A Salvador Felipe Jacinto Dalí i Domènech, nacido en 1904, le bastó sólo uno de sus tres nombres y su primer apellido para pasar a la posteridad. En medio, por supuesto, construyó una de las obras más singulares del Siglo XX.
Para algunos fue un farsante, para otros el espíritu que trazó un sendero impensado entre la genialidad de Velázquez y el desenfreno de las vanguardias artísticas de principios de aquel siglo.
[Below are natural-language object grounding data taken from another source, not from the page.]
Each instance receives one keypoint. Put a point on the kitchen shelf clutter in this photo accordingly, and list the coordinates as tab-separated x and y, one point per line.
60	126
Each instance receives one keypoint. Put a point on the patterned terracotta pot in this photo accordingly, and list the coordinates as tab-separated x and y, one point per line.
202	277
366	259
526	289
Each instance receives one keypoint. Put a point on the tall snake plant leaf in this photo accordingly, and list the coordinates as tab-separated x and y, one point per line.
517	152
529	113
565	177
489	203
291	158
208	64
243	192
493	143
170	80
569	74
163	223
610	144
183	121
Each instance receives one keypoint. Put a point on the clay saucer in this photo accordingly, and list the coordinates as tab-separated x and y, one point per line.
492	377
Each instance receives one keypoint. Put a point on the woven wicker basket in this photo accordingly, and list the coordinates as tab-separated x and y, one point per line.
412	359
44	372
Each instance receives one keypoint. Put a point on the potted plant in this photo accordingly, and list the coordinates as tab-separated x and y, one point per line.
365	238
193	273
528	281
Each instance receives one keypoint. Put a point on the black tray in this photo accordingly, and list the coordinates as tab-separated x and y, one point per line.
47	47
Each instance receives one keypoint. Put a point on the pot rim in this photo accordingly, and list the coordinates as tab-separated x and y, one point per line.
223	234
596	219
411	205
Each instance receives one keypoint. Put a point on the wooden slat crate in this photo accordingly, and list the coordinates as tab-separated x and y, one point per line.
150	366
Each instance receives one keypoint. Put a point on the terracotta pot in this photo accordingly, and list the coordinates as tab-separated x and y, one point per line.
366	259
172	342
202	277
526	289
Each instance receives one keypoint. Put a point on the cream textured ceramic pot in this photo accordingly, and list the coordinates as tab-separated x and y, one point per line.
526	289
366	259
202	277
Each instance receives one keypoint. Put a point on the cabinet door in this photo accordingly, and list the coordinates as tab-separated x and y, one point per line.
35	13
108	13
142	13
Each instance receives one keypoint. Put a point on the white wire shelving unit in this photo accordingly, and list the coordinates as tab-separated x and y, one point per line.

Dalí fue la encarnación, y en parte uno de los creadores, del nuevo genio moderno: multifacético, caprichoso, ególatra, soberbio, contradictorio y provocador. “Los errores tienen casi siempre un carácter sagrado. Nunca intenteis corregirlos”, sostenía como lema en contra de todo orden y su consecuente moral.
Su imaginario fue una verdadera maquinaria psiconáutica. “Tómame, soy la droga, tómame, soy alucinógeno”, gustaba decir. Para Dalí el cannabis era una poderosa herramienta para iniciarse en los misterios de la conciencia: “Todo el mundo debe comer hashish alguna vez”, aseguró.
“Seré un genio, y el mundo me admirará”, prometió mucho antes de la agonía que terminó en 1989. En febrero de ese año muere escuchando la ópera Tristán e Isolda de Wagner, luego de de haber cumplido su palabra.